A few days before racing in the 36th match for the America's Cup, the covers have been lifted on the testing and development process, using Artificial Intelligence employed by Emirates Team New Zealand, and developed in conjunction with one of worlds most prestigious consulting firms McKinsey & Company.

While the team's use of simulators has been widely discussed, and one is on display at the America's Cup Village. The team has been working with McKinsey subsidiary Quantum Black to develop a “digital twin” of the team's AC75 that used a process of machine learning to perform many more iterations of a sailing situation than was possible using human crew, and to come up with options that were faster than the crew was currently achieving. AI Bots work particularly well when there is large volume of data. The Bot is programmed to self-learn from its own analysis.

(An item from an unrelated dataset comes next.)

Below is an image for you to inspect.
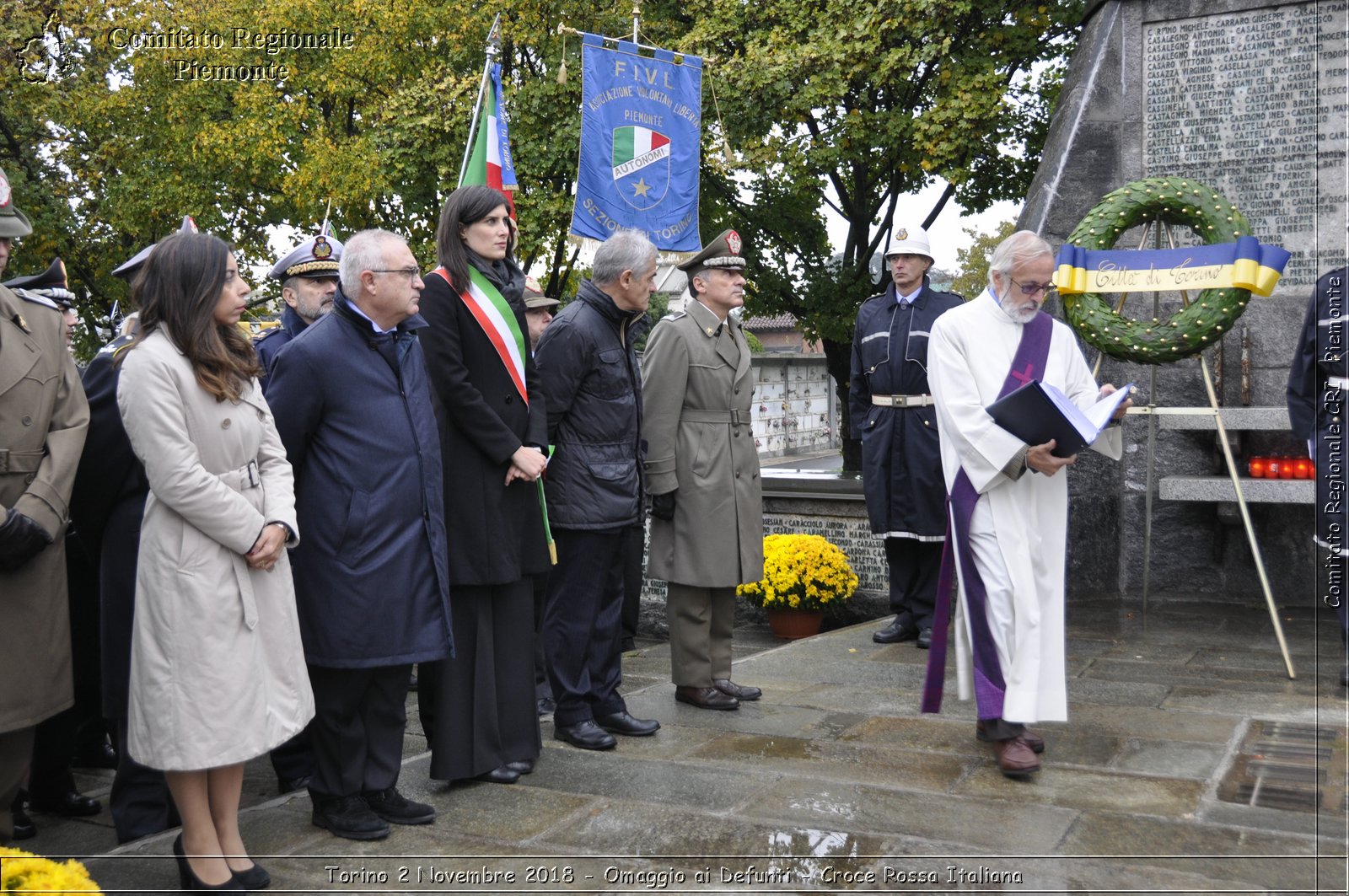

Emirates Team New Zealand's chief designer Dan Bernasconi says he was initially skeptical that it would be possible to develop an AI Bot that would work in the America's Cup context. While it was easy enough to get a the AC75 agent to sail in a straight line, tacking and gybing was a lot more complex.

"The crucial moment came when it started beating the sailors," says Bernasconi. "It could do upwind and downwind times and tacks that were better than the sailors. That was the moment when we thought, OK this is going to be useful."

When one of the design team comes up with a new foil design, it can be run through the AI agent, which will immediately tell the designer whether it is faster or slower than the "learned" AC75 that the bot has developed based on its learnings and improvements developed from the current performance data from Te Rehutai.

The team claim that the process is ten times faster than normal testing processes - and is accurate.

"The bot does many more runs than we can do in the simulator room. To be able to see what we are doing on the boat compared to the bot, is where we see the performance gain, " explains helmsman and Olympic Gold medalist, Peter Burling.